The GBPEUR exchange rate has dropped below 1.10 on the Interbank level on Friday and has now touched the inverse rate of 0.91 at the time of writing.
Could lockdown measures return to parts of the UK?
News over the weekend that certain parts of the country may be placed back into lockdown has also caused concern. The government has hinted that it may be looking to lockdown areas if cases start to rise too quickly. The city of Leicester has been named and with this Saturday 4th July the first time in months that pubs and restaurants will allowed to reopen for the first time since the lockdown measures were put in place in March then there are fears that the virus may begin to spread once again.
Texas has halted its reopening of the economy after cases increased over the last few days but VP Mike Pence has also stated that they will provide full support in terms of state assistance to hospitals if the lone star state struggles to control the problem. According to Texas state governor Greg Abbott ‘the daily number of cases have gone from an average of about 2,000, to more than 5,000.’
Across the globe COVID-19 has seen in excess of half a million fatalities with millions more having also been infected. Without a real track and trace model in place globally the fears are that this figure could be as much as ten times more than what has been reported. With the fears of a second wave this is piling further pressure of pound Sterling exchange rates.
Indeed, turning the clock back to mid-March the FTSE 100 fell by a huge amount as Coronavirus increased its presence in the UK and further afield. With such a large amount of money held in the stock market in the UK form overseas a lot of this money was sold off and moved outside of the UK and this was on the major reasons for Sterling’s weakness during March. Indeed, the pound euro exchange rate hit its lowest level in twelve years.
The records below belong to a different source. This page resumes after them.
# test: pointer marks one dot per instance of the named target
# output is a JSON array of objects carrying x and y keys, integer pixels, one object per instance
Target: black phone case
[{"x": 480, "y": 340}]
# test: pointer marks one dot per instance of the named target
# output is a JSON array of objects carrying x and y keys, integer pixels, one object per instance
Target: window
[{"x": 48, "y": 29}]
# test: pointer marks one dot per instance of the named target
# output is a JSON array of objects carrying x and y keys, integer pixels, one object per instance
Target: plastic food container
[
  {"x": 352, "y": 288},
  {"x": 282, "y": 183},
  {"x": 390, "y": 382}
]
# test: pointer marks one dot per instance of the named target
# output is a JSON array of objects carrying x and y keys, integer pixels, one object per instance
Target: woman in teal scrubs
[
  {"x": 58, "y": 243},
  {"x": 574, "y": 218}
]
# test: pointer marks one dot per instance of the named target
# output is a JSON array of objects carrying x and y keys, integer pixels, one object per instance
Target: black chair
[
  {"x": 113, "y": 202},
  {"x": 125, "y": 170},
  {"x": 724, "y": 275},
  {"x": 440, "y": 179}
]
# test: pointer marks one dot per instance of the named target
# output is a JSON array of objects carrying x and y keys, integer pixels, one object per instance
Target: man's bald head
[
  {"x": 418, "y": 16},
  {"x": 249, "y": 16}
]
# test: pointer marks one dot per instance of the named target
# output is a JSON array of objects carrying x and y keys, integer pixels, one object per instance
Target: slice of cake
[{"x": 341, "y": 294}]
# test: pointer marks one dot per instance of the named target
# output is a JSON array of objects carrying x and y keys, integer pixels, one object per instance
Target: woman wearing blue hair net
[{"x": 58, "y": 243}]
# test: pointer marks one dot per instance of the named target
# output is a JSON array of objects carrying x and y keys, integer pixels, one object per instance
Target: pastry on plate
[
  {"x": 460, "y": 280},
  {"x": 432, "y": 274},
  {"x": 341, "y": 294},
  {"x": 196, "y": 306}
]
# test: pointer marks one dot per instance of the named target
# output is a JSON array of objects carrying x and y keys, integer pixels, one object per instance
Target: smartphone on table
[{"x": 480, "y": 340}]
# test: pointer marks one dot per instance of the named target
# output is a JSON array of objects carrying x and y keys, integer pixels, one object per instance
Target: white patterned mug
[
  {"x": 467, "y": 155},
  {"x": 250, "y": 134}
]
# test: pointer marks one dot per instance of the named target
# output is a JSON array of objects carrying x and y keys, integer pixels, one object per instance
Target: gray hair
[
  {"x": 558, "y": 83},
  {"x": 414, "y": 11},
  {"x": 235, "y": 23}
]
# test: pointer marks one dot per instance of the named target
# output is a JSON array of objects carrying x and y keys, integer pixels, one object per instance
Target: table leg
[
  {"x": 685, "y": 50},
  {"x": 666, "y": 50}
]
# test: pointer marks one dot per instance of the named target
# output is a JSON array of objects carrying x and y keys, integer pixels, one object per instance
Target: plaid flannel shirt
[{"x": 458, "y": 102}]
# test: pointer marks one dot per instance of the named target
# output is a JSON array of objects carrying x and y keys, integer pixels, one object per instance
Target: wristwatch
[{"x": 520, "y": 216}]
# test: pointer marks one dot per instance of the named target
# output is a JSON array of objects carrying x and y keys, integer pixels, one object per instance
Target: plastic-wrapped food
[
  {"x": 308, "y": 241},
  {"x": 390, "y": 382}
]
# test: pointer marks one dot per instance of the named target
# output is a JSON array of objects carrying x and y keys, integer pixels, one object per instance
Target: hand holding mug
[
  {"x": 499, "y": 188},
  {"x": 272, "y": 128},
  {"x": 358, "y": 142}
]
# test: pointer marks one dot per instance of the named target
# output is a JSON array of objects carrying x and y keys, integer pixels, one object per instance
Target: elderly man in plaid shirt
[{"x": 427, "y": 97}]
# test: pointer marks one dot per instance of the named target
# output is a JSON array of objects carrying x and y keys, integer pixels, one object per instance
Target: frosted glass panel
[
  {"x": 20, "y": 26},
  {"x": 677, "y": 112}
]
Meanwhile, the pound vs the US dollar dropped to its lowest level to buy US dollars with pounds since 1985.
Therefore, if a second wave does happen in the UK then we could see the economy halted once again so if you have a currency transfer to make in the near future then make sure you pay close attention to any signs that the virus is back on the rise.
Brexit Talks to Resume This Week
We only have two days left before the UK can ask for an extension to the current Brexit deadline of the end of this year. However, with Michael Gove having previously stated that the UK are carrying on with the timeline and Boris Johnson have spoken with Ursula von de Leyen any last minute for an extension tomorrow is highly unlikely.
Therefore, the talks are due to ramp up with more urgency as the discussions must be sorted in the next six months. The continued uncertainty is weighing heavily on Sterling exchange rates so I’d be surprised to see the pound maintain its value against the euro and the US dollar is the short term.
The talks are due to take place every week until the end of next month so depending on what progress is made during this time could have a big influence of the value of Sterling exchange rates. Prime Minister Boris Johnson has reinforced his message that he wants the talks to have progressed significantly by the end of the summer which will allow enough time for any amendments to be made prior to the deadline of 31st December.
With little economic data due out in the UK this week then all eyes will remain focused on the pandemic as well as the Brexit talks.